HackerEarth Select the subset problem solution

In this HackerEarth Select the subset problem solution You are given an array A and B of size N.

You must select a subset of indices from 1 to N such that for any pair of indices (x,y), x != y in the subset one of the following conditions holds true:

1. A[x] < A[y] and B[x] < B[y]
2. A[x] > A[y] and B[x] > B[y]
3. A[x] = A[y] and B[x] != B[y]

Your task is to determine the largest possible size of a subset that satisfies the provided conditions.

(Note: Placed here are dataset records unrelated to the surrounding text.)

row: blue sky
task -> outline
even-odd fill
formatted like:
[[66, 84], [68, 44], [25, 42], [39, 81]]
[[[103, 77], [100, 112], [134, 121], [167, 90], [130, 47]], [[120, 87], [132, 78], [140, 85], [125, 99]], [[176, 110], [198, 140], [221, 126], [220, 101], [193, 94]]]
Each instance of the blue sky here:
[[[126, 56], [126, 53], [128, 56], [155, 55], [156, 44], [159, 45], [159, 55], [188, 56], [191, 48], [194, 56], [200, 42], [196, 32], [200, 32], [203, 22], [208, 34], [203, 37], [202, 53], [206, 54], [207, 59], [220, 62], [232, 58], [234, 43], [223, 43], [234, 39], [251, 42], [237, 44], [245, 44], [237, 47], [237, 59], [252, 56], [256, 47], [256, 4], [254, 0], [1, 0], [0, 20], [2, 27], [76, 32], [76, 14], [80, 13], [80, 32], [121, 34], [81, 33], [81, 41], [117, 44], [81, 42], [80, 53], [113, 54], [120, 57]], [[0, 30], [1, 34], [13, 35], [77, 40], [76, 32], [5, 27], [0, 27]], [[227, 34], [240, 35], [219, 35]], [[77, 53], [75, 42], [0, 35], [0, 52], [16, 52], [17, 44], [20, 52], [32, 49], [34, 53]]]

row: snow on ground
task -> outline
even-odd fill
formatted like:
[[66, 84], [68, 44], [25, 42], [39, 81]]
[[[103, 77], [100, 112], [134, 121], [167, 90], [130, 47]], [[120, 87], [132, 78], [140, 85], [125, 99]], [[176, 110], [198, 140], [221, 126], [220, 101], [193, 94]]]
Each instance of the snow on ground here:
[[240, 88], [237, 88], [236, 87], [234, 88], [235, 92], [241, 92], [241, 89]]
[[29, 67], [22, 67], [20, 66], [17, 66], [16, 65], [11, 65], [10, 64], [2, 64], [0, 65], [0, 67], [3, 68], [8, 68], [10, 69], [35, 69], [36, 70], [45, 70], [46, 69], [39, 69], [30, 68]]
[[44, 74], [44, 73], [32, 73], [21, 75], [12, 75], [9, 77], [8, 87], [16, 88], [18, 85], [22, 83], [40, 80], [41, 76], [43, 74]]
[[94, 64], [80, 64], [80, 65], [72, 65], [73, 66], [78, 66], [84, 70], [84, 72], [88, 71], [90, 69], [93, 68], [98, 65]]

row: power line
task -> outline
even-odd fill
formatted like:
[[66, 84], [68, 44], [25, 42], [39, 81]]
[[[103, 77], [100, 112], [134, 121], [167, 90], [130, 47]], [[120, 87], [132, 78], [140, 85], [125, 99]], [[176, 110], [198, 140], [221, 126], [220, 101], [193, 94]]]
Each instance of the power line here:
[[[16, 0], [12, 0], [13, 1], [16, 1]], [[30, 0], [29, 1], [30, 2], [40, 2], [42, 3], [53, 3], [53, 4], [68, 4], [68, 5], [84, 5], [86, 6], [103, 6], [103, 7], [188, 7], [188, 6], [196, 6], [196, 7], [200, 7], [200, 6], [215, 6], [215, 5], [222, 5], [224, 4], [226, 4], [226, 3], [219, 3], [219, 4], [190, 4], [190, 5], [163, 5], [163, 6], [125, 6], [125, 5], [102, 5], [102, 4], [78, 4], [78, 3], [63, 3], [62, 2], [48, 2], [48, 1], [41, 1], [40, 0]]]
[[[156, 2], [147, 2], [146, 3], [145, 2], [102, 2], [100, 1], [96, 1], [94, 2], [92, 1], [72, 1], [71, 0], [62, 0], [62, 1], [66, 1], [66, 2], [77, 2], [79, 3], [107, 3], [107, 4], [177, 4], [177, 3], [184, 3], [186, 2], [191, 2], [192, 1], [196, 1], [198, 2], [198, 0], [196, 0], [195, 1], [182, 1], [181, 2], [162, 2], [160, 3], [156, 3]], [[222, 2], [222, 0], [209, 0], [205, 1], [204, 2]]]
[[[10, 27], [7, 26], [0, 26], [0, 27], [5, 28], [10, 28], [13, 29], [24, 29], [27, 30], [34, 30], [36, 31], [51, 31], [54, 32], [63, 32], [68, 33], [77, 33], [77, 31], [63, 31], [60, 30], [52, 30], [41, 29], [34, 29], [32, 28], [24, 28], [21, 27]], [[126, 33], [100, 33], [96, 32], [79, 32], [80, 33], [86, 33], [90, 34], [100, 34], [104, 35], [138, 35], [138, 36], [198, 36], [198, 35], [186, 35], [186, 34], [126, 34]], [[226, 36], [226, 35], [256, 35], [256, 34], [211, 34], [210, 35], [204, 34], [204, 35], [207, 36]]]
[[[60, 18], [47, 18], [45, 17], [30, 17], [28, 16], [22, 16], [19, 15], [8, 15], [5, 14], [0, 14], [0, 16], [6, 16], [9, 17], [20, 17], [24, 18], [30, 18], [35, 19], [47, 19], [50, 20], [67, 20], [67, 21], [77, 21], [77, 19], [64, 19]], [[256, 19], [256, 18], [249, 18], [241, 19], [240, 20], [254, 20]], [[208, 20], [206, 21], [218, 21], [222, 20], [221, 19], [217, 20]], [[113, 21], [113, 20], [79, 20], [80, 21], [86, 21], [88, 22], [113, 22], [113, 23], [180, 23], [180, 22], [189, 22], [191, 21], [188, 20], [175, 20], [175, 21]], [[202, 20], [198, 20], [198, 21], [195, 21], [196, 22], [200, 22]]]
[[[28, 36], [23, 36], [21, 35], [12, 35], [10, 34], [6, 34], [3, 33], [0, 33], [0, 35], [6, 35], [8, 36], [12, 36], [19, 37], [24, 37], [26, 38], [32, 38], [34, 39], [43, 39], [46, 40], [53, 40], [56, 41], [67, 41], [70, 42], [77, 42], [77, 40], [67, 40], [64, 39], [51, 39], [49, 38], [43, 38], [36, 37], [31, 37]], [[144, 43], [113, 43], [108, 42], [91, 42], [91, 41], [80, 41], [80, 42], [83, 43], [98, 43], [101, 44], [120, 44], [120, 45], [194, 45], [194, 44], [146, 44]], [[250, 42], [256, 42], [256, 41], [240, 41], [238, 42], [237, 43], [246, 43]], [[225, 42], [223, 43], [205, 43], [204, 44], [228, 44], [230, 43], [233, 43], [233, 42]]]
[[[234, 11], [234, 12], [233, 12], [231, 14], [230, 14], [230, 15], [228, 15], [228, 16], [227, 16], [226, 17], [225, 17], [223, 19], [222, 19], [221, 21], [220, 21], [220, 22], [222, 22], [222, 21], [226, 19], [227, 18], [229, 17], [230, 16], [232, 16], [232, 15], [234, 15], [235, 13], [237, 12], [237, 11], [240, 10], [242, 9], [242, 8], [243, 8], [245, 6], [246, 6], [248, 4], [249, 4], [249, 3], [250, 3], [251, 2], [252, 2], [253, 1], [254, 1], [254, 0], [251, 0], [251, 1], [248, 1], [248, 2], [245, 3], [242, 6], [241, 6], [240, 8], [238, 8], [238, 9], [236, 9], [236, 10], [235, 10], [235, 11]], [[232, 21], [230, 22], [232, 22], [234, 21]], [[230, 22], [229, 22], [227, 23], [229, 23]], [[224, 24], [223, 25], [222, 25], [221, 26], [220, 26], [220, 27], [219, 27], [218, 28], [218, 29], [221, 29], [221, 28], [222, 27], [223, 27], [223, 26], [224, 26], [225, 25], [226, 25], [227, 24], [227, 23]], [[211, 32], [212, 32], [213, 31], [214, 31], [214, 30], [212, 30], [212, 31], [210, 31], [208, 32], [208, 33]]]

HackerEarth Select the subset problem solution.

#include "bits/stdc++.h"
#define debug(...) fprintf(stderr, __VA_ARGS__), fflush(stderr)
#define time__(d) \
    for ( \
        auto blockTime = make_pair(chrono::high_resolution_clock::now(), true); \
        blockTime.second; \
        debug("%s: %d ms\n", d, (int)chrono::duration_cast<chrono::milliseconds>(chrono::high_resolution_clock::now() - blockTime.first).count()), blockTime.second = false \
    )
#ifdef LOCAL
#include "pprint.hpp"
#endif
#define endl '\n';
#define pb push_back
#define mod 1000000007
#define ll long long int
#define prn(x) cerr<<x<<endl;
#define all(x) x.begin(),x.end()
using namespace std;
#define test_case 1

int lis(vector<int> &v){
    int l=1;
    vector<int> Lis;
    Lis.pb(v[0]);
    for(int i=1;i<(int)v.size();++i){
        if(v[i]>Lis[l-1]){
            Lis.pb(v[i]);
            ++l;
        }
        else{
            int pos = lower_bound(all(Lis),v[i])-Lis.begin();
            Lis[pos]=v[i];
        }
    }
    return l;
}

void solution(){
    int n;
    cin>>n;
    assert(n>=1 && n<=100000);
    vector<int> a(n+1),b(n+1);
    for(int i=1;i<=n;++i){
        cin>>a[i];
        assert(a[i]>=1 && a[i]<=1000000000);
    }
    for(int i=1;i<=n;++i){
        cin>>b[i];
        assert(b[i]>=1 && b[i]<=1000000000);
    }
    vector<pair<int,int>> v;
    for(int i=1;i<=n;++i){
        v.pb({a[i],b[i]});
    }
    sort(all(v));
    vector<int> vv;
    for(auto x:v)
        vv.pb(x.second);
    cout<<lis(vv)<<endl;
}

int main(int argc, char *argv[])
{
    int t=1;
    if(test_case)
        cin>>t;
    assert(1 <= t and t <= 10);
        while(t--){
            solution();
        }
    return 0;
}

Second solution

#include <bits/stdc++.h>

using namespace std;
typedef long long ll;

const int MAX_N = 1e5 + 14;

template<class cmp>
struct LS {
    vector<int> v;
    vector<pair<int, int> > his;

    void add(int x) {
        int p = upper_bound(v.begin(), v.end(), x - 1, cmp()) - v.begin();
        if (p == v.size()) {
            his.push_back({-1, 0});
            v.push_back(x);
        }
        else {
            his.push_back({p, v[p]});
            v[p] = x;
        }
    }

    void swap(LS<cmp> &od) { od.v.swap(v); }

    void merge(LS<cmp> &od) {
        if (od.v.size() > v.size())
            v.swap(od.v);
        for (int i = 0; i < od.v.size(); i++)
            if (cmp()(od.v[i], v[i])) v[i] = od.v[i];
    }

    void undo() {
        assert(his.size());
        if (his.back().first == -1)
            v.pop_back();
        else
            v[his.back().first] = his.back().second;
        his.pop_back();
    }
};

typedef LS<less<int> > Lis;
typedef LS<greater<int> > Lds;

int main() {
    ios::sync_with_stdio(0), cin.tie(0);
    int t;
    cin >> t;
    while (t--) {
        int n;
        cin >> n;
        pair<int, int> a[n];
        for (int i = 0; i < n; ++i)
            cin >> a[i].first;
        for (int i = 0; i < n; ++i)
            cin >> a[i].second;
        sort(a, a + n);
        Lis lis;
        for (int i = 0; i < n; ++i)
            lis.add(a[i].second);
        cout << lis.v.size() << '\n';
    }
}